Читаем Николай Анциферов. «Такова наша жизнь в письмах». Письма родным и друзьям (1900–1950-е годы) полностью

Накануне очень хорошо провел вечер с Иваном Михайловичем и его женой. Гуляли по парку, потом у нас они пили чай. Очень, очень хорошо было. Рядом с нами живет ученица Полины Виардо, с ней интересно беседовать. Отец ее посещал в Лондоне — Герцена (В. Панаев).

С комнатой дело движется, но с большими затруднениями. Жду обследования пожарных. Книгу Тарле[347] я ценю вовсе не по существу, она историко-философски мелка и идейно мне чужда, но она передает пульс истории — я это ценю. Прости, что пишу мало. Жду нашего свидания. Оно будет хорошим.

Твой Коля.

17 июля 1937 г. Пушкин

Дорогая моя Сонюшка, вчерашнее письмо я не послал, т. к. остался им очень недоволен (письмо прилагается). Писал его в ужасной суете внешней и внутренней. Приехала Христя проститься с семьей сестры. Она будет у нас два дня в Детском, чему я очень рад.

Завтра едем в город за билетом. Возвращаюсь с Христей. Выеду, скорее всего, 23‐го вечером. Мне нужно быть в городе 18‐го проститься с Ниной. 18‐го возьму билет на почтовый. А еще раз ехать в город — это хуже, чем сократить здесь жизнь на один день.

Мне грустно ехать в Москву без тебя. Но прошу тебя очень — жить до последней возможности в Можайске.

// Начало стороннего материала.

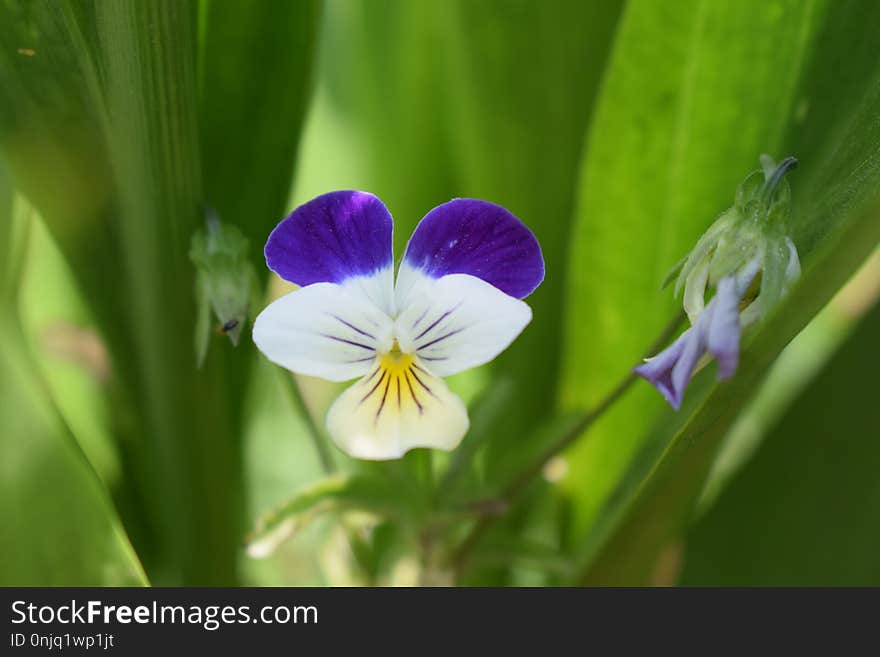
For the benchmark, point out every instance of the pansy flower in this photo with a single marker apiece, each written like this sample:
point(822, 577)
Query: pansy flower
point(749, 261)
point(454, 304)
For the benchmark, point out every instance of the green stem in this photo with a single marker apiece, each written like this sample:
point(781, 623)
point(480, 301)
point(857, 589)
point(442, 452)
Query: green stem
point(525, 477)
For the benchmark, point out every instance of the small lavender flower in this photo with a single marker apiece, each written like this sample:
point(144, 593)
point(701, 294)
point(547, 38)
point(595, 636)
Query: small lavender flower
point(454, 304)
point(749, 260)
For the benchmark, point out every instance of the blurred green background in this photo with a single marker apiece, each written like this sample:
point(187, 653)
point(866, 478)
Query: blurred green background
point(618, 131)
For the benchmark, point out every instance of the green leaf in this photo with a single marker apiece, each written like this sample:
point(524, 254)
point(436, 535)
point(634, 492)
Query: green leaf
point(333, 494)
point(803, 511)
point(99, 127)
point(835, 225)
point(525, 77)
point(695, 91)
point(57, 524)
point(256, 77)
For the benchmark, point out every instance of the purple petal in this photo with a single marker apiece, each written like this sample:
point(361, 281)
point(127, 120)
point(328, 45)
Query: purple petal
point(659, 370)
point(467, 236)
point(724, 330)
point(331, 238)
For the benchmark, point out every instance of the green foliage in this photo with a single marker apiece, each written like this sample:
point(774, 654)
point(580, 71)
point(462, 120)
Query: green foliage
point(618, 131)
point(838, 208)
point(803, 511)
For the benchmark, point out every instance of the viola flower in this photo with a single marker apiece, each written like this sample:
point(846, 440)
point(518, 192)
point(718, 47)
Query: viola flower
point(455, 304)
point(750, 261)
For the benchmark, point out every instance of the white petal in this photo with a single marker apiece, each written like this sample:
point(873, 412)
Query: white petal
point(326, 330)
point(399, 405)
point(458, 321)
point(695, 290)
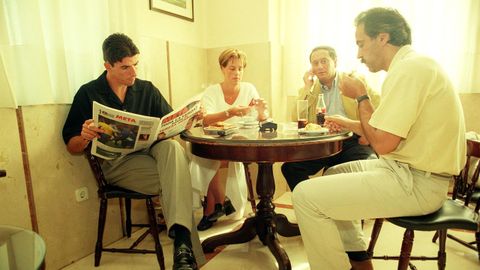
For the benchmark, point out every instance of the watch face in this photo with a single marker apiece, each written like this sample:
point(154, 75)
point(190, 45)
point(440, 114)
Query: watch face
point(362, 98)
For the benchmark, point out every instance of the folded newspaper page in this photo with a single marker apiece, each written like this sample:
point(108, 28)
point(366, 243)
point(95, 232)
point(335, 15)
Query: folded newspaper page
point(127, 132)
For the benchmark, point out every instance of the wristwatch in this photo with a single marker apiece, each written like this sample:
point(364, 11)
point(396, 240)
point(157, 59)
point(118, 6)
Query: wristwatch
point(362, 98)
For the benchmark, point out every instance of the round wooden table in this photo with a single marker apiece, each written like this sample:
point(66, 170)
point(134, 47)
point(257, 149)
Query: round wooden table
point(250, 145)
point(20, 248)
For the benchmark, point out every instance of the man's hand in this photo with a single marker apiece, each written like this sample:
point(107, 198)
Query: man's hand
point(261, 106)
point(308, 79)
point(90, 131)
point(239, 110)
point(352, 86)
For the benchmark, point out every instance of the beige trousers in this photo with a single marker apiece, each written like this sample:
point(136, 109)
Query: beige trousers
point(161, 169)
point(329, 208)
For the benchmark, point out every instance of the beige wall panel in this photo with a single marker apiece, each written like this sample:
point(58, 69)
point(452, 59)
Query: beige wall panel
point(153, 63)
point(13, 199)
point(68, 227)
point(188, 72)
point(471, 110)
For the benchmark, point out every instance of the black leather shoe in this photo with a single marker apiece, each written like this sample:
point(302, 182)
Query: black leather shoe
point(228, 207)
point(204, 224)
point(183, 259)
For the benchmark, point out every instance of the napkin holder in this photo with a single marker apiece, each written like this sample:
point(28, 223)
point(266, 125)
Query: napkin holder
point(267, 127)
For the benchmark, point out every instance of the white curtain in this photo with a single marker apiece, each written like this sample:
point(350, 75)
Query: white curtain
point(49, 48)
point(447, 30)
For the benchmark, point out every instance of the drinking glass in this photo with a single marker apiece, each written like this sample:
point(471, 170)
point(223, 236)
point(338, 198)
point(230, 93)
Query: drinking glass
point(302, 113)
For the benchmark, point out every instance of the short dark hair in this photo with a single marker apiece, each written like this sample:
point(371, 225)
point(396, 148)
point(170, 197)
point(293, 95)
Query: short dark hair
point(385, 20)
point(118, 46)
point(331, 51)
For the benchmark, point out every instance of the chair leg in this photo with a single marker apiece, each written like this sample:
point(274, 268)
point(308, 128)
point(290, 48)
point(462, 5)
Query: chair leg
point(102, 216)
point(406, 250)
point(442, 255)
point(251, 196)
point(128, 218)
point(154, 231)
point(377, 226)
point(435, 237)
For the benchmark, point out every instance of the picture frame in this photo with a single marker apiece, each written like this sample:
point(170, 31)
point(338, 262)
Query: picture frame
point(182, 9)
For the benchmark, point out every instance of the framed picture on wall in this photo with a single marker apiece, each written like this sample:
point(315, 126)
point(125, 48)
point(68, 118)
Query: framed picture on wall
point(182, 9)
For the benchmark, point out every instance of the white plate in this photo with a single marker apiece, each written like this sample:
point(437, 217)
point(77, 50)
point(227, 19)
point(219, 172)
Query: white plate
point(218, 131)
point(321, 131)
point(250, 123)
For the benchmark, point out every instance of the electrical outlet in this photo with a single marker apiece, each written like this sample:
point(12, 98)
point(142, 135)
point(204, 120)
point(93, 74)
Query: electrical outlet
point(81, 194)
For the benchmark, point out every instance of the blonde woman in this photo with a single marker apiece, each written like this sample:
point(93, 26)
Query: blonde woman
point(227, 101)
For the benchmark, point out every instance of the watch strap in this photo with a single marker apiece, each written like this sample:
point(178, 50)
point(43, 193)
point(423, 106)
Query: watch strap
point(361, 98)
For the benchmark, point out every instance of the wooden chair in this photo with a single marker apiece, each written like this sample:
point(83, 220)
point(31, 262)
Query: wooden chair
point(454, 214)
point(106, 192)
point(251, 194)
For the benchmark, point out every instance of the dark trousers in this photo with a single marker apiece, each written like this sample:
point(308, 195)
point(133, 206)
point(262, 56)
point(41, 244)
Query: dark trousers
point(296, 172)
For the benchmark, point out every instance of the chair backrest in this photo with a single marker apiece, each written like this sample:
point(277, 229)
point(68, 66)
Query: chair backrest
point(465, 182)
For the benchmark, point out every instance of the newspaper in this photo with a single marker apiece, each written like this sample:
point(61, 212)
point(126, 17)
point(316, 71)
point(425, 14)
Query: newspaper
point(127, 132)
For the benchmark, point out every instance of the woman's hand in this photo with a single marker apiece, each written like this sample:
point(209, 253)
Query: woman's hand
point(90, 131)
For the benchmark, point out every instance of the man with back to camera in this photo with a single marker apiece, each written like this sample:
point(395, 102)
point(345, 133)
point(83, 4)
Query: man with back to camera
point(323, 60)
point(420, 146)
point(162, 168)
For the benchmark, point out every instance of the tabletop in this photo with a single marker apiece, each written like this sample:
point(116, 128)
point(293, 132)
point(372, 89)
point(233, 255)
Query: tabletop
point(265, 148)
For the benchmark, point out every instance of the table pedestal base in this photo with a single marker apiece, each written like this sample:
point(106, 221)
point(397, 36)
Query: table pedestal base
point(265, 223)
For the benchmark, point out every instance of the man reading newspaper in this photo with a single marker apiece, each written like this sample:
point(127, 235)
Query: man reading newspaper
point(159, 169)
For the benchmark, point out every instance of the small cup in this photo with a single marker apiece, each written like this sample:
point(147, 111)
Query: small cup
point(302, 113)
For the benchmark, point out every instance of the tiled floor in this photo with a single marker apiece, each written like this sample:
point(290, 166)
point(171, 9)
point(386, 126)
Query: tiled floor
point(254, 255)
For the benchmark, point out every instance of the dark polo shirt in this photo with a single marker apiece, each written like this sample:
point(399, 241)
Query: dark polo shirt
point(141, 98)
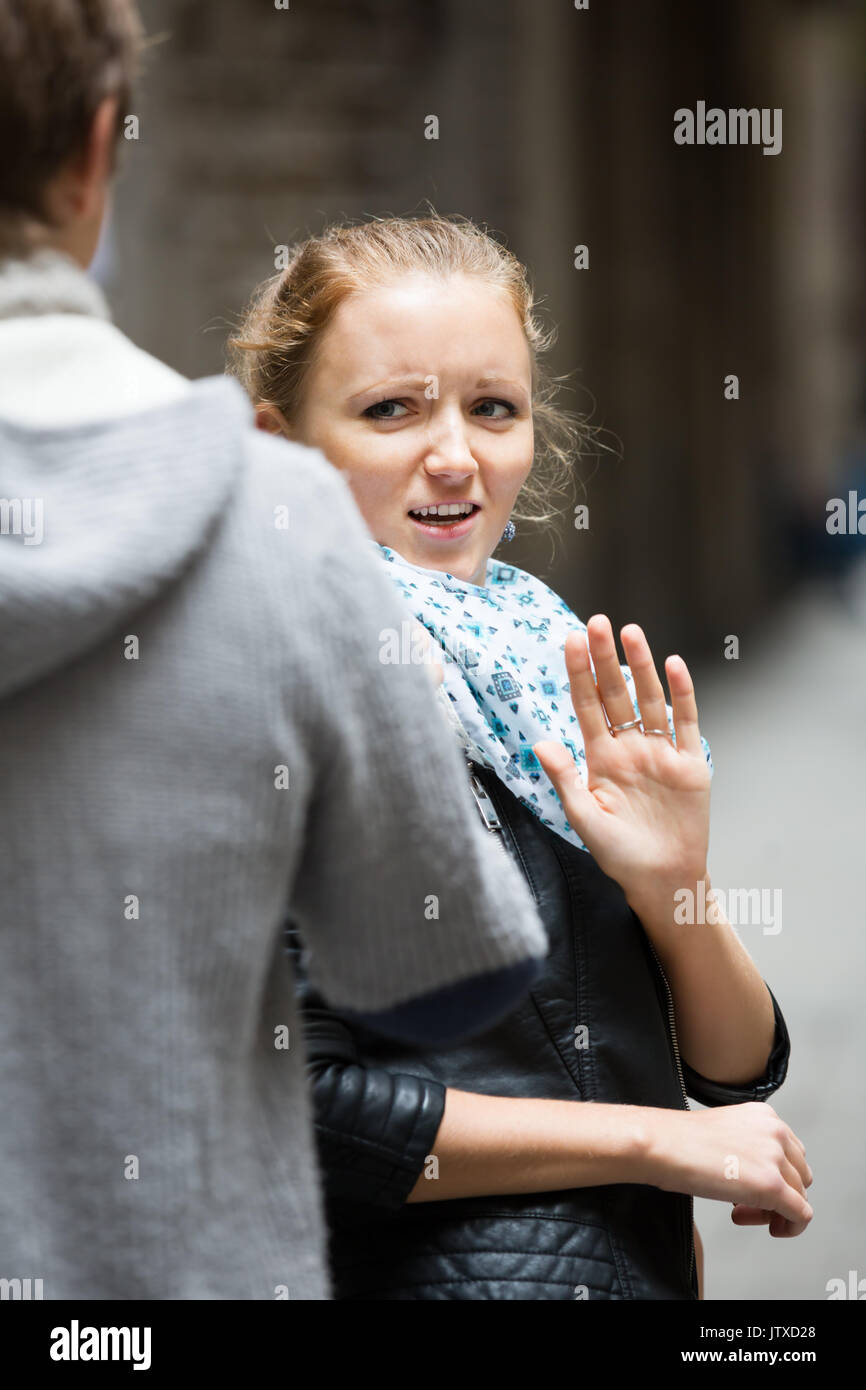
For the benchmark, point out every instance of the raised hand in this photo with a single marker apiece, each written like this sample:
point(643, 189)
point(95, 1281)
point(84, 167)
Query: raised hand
point(644, 808)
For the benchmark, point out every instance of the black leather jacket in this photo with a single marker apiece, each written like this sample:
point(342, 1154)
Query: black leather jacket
point(378, 1105)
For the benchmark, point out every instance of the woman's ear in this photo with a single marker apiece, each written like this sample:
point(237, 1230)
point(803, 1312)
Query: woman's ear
point(271, 420)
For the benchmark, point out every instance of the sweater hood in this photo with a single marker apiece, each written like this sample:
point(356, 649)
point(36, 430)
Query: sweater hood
point(96, 520)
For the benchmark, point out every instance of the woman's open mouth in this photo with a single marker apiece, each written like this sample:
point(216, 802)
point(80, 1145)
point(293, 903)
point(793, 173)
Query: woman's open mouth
point(445, 520)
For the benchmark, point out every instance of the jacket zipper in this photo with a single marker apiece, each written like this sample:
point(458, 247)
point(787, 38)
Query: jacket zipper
point(672, 1020)
point(484, 802)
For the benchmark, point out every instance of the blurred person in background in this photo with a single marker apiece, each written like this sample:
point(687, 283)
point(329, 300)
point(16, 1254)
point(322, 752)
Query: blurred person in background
point(410, 353)
point(195, 730)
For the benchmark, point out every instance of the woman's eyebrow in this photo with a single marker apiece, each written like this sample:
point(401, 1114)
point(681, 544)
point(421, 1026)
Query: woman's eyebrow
point(499, 381)
point(394, 384)
point(423, 382)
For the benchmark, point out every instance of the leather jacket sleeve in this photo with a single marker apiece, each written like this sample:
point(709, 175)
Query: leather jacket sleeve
point(373, 1127)
point(717, 1093)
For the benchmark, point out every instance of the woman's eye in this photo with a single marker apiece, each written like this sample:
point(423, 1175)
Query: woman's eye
point(495, 409)
point(385, 410)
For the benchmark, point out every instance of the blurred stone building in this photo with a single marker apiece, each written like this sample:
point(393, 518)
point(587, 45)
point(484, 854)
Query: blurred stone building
point(257, 124)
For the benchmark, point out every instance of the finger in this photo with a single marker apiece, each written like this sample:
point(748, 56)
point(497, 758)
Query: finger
point(793, 1178)
point(744, 1215)
point(563, 772)
point(684, 705)
point(647, 684)
point(609, 673)
point(584, 691)
point(797, 1155)
point(791, 1203)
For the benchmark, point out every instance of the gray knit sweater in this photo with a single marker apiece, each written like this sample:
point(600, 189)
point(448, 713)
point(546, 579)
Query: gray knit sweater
point(198, 737)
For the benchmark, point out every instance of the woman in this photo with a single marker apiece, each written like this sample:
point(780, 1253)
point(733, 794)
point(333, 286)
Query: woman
point(409, 352)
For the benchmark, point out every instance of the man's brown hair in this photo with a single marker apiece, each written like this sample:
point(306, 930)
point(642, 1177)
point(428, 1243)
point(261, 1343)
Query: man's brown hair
point(59, 59)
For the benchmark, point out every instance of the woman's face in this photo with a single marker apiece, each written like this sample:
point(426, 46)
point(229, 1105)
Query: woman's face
point(421, 395)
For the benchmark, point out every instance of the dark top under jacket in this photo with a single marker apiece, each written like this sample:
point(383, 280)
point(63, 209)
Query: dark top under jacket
point(378, 1107)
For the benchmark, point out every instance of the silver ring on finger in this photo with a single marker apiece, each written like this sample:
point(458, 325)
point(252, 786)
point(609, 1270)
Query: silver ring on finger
point(617, 729)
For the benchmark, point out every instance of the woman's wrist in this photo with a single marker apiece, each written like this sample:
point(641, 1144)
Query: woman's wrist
point(670, 904)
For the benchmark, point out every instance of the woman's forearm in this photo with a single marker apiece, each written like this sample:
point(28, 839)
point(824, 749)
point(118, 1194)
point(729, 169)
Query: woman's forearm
point(724, 1012)
point(498, 1144)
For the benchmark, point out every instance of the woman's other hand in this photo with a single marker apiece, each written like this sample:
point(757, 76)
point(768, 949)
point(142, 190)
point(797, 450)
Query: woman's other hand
point(644, 808)
point(742, 1154)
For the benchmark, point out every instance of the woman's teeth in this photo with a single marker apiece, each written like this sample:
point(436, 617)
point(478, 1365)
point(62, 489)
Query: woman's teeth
point(444, 512)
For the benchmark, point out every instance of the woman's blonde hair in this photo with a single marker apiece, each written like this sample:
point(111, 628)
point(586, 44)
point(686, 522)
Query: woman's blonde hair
point(289, 313)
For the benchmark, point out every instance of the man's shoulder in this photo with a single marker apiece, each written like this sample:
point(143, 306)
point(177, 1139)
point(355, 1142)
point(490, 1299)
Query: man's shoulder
point(303, 498)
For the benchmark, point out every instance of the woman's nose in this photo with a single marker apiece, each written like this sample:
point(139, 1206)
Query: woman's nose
point(449, 453)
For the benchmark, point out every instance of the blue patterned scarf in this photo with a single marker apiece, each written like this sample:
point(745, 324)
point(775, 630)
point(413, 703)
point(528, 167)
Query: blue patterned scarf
point(505, 672)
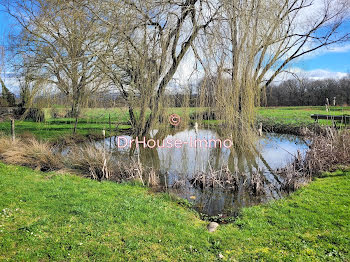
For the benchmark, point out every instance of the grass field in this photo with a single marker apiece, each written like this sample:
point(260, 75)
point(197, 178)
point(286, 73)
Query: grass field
point(299, 115)
point(50, 216)
point(95, 119)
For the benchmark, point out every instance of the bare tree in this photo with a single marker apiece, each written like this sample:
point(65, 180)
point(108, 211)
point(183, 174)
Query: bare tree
point(58, 44)
point(254, 41)
point(145, 48)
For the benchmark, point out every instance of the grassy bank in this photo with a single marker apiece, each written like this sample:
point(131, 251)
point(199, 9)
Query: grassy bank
point(292, 119)
point(94, 120)
point(50, 216)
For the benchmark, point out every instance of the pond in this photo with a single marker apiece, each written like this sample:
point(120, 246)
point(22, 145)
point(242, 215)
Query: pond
point(178, 163)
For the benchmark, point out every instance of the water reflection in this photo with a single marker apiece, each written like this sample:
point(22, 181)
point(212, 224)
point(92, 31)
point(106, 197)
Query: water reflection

Действительно, меня ждало твое письмо. Ты меня спрашиваешь — волнуюсь ли я за тебя. Я очень волновался и был как-то напряженным, пока не получил твоих писем от Кончаловских. Но, конечно, и такая тревога, так сказать, иррациональная тревога любви к тебе в разлуке, конечно, знакома и мне. Меня очень тронул твой рассказ о твоем испуге за меня. Я действительно чувствую твой взгляд, следящий за мной в разлуке. Очень, очень радуюсь, что ты наслаждаешься тишиной. И мне очень хочется тишины, очень.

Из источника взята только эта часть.